For nearly two years of Mayor Mike Johnston’s first term, a homelessness dashboard painted a complicated picture of how his goal to end unsheltered homelessness was going. Now it’s been replaced.
The new dashboard offers a broader scope but has less specific information, eliminating details about how long people were staying in shelters, and how many of them died or returned to homelessness afterward.
Critics used the data to hold the administration to account. But city officials say the old dashboard was confusing and hard to maintain.
The goal of the new dashboard is to provide clarity and transparency, said Department of Housing Stability (HOST) head Jamie Rife.
The old dashboard had not been updated since December.
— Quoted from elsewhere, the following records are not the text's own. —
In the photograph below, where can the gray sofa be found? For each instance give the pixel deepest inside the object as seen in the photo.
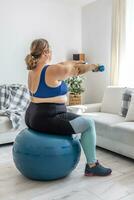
(113, 132)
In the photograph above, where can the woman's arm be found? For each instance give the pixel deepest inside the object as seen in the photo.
(64, 70)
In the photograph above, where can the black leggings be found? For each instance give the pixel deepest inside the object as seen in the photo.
(50, 118)
(54, 119)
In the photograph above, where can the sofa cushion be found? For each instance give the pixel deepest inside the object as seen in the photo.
(123, 132)
(5, 124)
(112, 100)
(105, 118)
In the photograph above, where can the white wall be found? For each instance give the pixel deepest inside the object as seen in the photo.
(23, 21)
(96, 44)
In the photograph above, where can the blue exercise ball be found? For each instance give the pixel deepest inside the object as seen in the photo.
(42, 156)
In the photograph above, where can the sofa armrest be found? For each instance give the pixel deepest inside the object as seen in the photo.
(85, 108)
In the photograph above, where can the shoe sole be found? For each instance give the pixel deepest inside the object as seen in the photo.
(96, 174)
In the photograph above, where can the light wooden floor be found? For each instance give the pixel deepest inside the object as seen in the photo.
(118, 186)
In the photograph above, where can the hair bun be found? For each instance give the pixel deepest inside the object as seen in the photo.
(31, 62)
What does the new dashboard include?
The original dashboard only covered services provided through All In Mile High, Johnston’s campaign to shutter homeless encampments that once lined the streets of the city center.
The new dashboard covers a much wider scope of city-funded efforts — and, as a result, shows much higher numbers of people getting help.
In all, 6,594 people were moved from the streets into shelters where people have individual rooms and 5,280 people were moved from the streets into housing since Johnston’s first full day in office, July 18, 2023.
By comparison, the old dashboard only counted about 2,200 people as coming indoors, since it was more narrowly focused.
The higher numbers don’t just look better for the Johnston administration. They reflect all of the efforts the city is funding to end unsheltered homelessness, not just those once lumped under All In Mile High, which was previously called House1000.
The city is pivoting toward what it calls a street-to-lease approach. It’s now trying to move people from the outdoors into apartments of their own, often skipping the long-term, individual shelters like motels and tiny homes entirely.
What happened to the rest of the data?
Though city officials are still tracking the number of deaths, people who went to jail, reunited with family and returned to the streets after leaving All In Mile High shelters, that information is no longer available on the dashboard. Curious members of the public have to request it.
Instead, the new dashboard shows how many people had “positive,” “negative” and unknown outcomes.
Currently, 53 percent had positive outcomes (getting into housing), 33 percent had negative outcomes (death, jail, a return to the streets) and 14 percent had uncertain fates.
Johnston has said if the outcomes are unknown, he assumes they are negative.
The new dashboard also shows the data over time, starting on Johnston’s first full day in office, when he declared a homelessness state of emergency.
Eventually, the dashboard will include data from the city’s Roads to Recovery program, an effort to connect people experiencing homelessness and addiction indoors. And it also includes data from the annual Point-In-Time Count, which tracks the number of people experiencing unsheltered homelessness on one winter night each year.
The dashboard will be updated on the first Wednesday of each month.